Una obra que no envejece
Castillo señala algo incómodo: buena parte de esas crónicas, escritas en los años setenta y ochenta, podrían leerse hoy como si hubieran sido escritas en la actualidad. Los temas —desplazamiento, cultivos ilícitos, violencia, marginalidad— siguen siendo los mismos. «Eso, en mi opinión, debería entristecernos a todos», dice, aunque lo interpreta también como la prueba de que el periodismo puede convertirse en género literario que trasciende el tiempo, en lugar de un texto que se desecha al día siguiente de publicado.
Un mapa de lectura por temas
Para quien quiera entrar a la obra de Castro Caycedo, Álvaro Castillo ofrece una hoja de ruta según el interés del lector:
- El huracán, sobre la conquista de América, donde ubica al Castro Caycedo estilista, «con un trabajo de lenguaje excepcional».
- Perdido en el Amazonas y Mi alma se la dejo al diablo, para la selva.
- El Palacio sin máscara, extraordinario reportaje sobre la toma del Palacio de Justicia.
- El Karina, la odisea del contrabando de armas del M-19 desde Europa, con ritmo de novela de aventuras.
- El hueco, sobre la inmigración ilegal hacia Estados Unidos.
- Nuestra guerra ajena, sobre los intereses geopolíticos detrás de la guerra contra las drogas.
«Cualquier tema que uno quiera explorar lo puede encontrar en la obra periodística de Germán Castro Caycedo», resume.
El hombre detrás del personaje
Más allá del oficio, Castillo recuerda a alguien campechano y sin afán de protagonismo, que llamaba «Alvarito» a quien entonces tenía apenas 19 años y presentaba con orgullo desmedido ante otras personas.
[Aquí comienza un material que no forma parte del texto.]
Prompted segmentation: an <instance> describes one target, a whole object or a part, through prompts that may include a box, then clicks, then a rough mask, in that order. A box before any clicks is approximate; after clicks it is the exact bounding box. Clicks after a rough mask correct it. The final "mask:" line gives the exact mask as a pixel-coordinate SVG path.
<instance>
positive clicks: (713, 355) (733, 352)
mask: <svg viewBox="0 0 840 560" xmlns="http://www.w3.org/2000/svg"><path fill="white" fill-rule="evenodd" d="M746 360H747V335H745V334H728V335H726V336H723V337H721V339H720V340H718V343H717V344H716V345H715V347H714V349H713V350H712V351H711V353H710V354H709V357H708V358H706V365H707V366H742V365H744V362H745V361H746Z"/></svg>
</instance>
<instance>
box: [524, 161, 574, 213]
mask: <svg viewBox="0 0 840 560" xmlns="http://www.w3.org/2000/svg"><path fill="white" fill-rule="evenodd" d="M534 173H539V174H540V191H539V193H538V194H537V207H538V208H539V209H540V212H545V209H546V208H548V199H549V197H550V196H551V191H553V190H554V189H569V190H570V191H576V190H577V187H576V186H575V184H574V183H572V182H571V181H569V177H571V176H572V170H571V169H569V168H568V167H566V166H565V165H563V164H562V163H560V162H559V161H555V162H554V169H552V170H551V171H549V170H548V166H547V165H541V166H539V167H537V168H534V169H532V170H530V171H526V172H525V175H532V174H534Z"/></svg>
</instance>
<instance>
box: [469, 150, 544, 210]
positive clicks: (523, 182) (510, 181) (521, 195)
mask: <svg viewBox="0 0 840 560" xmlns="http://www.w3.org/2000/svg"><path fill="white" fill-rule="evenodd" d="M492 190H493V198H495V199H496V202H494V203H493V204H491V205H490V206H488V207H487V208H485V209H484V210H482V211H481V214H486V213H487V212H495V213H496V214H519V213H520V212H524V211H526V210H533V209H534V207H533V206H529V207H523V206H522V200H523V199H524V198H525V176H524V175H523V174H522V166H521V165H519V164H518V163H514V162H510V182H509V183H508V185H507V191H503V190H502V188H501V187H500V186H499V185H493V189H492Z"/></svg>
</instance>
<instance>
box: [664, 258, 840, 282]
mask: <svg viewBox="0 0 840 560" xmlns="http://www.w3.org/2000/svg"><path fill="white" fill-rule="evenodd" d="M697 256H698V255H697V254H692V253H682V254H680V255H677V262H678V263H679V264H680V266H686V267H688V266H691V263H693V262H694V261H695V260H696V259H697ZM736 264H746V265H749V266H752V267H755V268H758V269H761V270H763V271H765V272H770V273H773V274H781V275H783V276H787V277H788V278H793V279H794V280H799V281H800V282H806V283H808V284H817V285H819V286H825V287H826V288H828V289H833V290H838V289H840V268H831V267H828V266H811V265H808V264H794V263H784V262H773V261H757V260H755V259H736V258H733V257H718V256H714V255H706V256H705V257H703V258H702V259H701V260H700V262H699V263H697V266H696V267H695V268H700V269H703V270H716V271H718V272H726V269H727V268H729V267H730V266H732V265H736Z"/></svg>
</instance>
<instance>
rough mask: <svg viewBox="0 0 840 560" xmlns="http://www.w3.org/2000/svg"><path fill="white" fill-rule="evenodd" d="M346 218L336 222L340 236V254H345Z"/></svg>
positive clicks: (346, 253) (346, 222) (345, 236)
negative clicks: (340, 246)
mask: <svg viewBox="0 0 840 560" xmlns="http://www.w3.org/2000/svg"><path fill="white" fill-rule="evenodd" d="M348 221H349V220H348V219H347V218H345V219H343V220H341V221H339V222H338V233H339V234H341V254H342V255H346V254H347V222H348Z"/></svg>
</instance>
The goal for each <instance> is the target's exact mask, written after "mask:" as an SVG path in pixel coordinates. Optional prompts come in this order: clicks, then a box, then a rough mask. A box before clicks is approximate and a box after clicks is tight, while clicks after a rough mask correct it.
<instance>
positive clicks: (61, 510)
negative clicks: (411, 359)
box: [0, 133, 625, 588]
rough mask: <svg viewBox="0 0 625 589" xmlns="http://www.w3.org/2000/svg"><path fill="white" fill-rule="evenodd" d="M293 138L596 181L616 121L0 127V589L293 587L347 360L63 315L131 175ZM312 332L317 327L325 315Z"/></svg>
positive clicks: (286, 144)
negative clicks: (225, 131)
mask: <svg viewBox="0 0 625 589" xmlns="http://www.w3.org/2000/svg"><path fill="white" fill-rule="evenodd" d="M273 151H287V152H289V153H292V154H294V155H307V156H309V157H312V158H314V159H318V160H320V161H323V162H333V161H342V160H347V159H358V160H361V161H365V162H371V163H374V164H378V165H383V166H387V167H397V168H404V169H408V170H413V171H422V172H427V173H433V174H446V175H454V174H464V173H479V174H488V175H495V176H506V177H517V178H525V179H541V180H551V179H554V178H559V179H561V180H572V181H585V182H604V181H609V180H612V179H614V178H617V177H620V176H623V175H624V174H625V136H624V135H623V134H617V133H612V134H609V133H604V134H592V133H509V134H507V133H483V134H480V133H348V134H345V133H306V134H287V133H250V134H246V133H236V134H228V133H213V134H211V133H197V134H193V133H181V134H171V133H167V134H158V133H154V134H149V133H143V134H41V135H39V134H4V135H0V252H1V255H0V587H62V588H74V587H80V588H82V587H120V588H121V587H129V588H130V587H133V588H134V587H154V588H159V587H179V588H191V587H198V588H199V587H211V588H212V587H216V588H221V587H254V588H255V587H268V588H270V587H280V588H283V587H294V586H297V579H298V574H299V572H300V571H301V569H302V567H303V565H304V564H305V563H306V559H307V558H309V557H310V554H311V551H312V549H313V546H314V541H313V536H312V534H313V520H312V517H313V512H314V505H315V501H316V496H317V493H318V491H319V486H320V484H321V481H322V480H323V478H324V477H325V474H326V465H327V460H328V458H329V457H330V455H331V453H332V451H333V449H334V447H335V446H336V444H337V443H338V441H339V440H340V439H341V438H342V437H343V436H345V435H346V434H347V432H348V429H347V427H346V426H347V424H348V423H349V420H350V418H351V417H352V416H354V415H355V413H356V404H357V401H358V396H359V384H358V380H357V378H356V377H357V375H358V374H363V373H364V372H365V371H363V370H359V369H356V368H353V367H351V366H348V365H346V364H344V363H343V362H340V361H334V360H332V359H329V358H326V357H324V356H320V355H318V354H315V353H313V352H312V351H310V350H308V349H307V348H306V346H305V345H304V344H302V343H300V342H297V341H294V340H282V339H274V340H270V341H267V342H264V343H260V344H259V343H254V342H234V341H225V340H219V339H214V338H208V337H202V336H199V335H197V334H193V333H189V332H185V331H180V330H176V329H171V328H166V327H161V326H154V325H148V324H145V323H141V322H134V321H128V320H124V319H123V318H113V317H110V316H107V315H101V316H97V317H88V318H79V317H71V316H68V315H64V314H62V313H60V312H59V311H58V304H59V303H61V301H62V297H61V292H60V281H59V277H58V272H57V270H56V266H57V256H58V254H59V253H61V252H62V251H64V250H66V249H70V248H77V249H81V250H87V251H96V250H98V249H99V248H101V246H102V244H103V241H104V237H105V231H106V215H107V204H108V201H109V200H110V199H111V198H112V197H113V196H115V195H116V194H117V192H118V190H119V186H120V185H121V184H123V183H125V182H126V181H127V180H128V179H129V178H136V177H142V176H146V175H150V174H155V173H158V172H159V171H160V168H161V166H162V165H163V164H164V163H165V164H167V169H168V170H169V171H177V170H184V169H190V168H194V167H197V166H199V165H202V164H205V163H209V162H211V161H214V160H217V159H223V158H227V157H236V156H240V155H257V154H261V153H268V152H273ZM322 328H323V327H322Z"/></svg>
Recuerda la maleta militar que le regaló solo porque se la admiró, y la búsqueda de casi veinte años de un libro sobre la masacre de My Lai que finalmente logró conseguirle.
También rescata un dato que corre el riesgo de perderse: gran parte del archivo de Enviado Especial desapareció porque, en su momento, RTI reutilizaba las cintas de video. Lo que sobrevive en la memoria de quienes lo vieron —como una conversación entre Castro Caycedo y Jorge Velosa, cerveza en mano, en un pueblo de Boyacá— es, en buena medida, todo lo que queda de ese archivo perdido.
Por qué seguir leyéndolo
Para el librero, el riesgo real no es que la obra de Castro Caycedo envejezca, sino que el país la olvide. «Una obligación de un país es no permitir que personas como él pasen desapercibidas», advierte, y menciona a otros periodistas colombianos —como Alejandro Miró Quesada— que corren el mismo peligro de desaparecer de la memoria colectiva.
Leer hoy a Castro Caycedo, insiste, es aceptar una invitación a la aventura, con la particularidad de que esas aventuras son reales.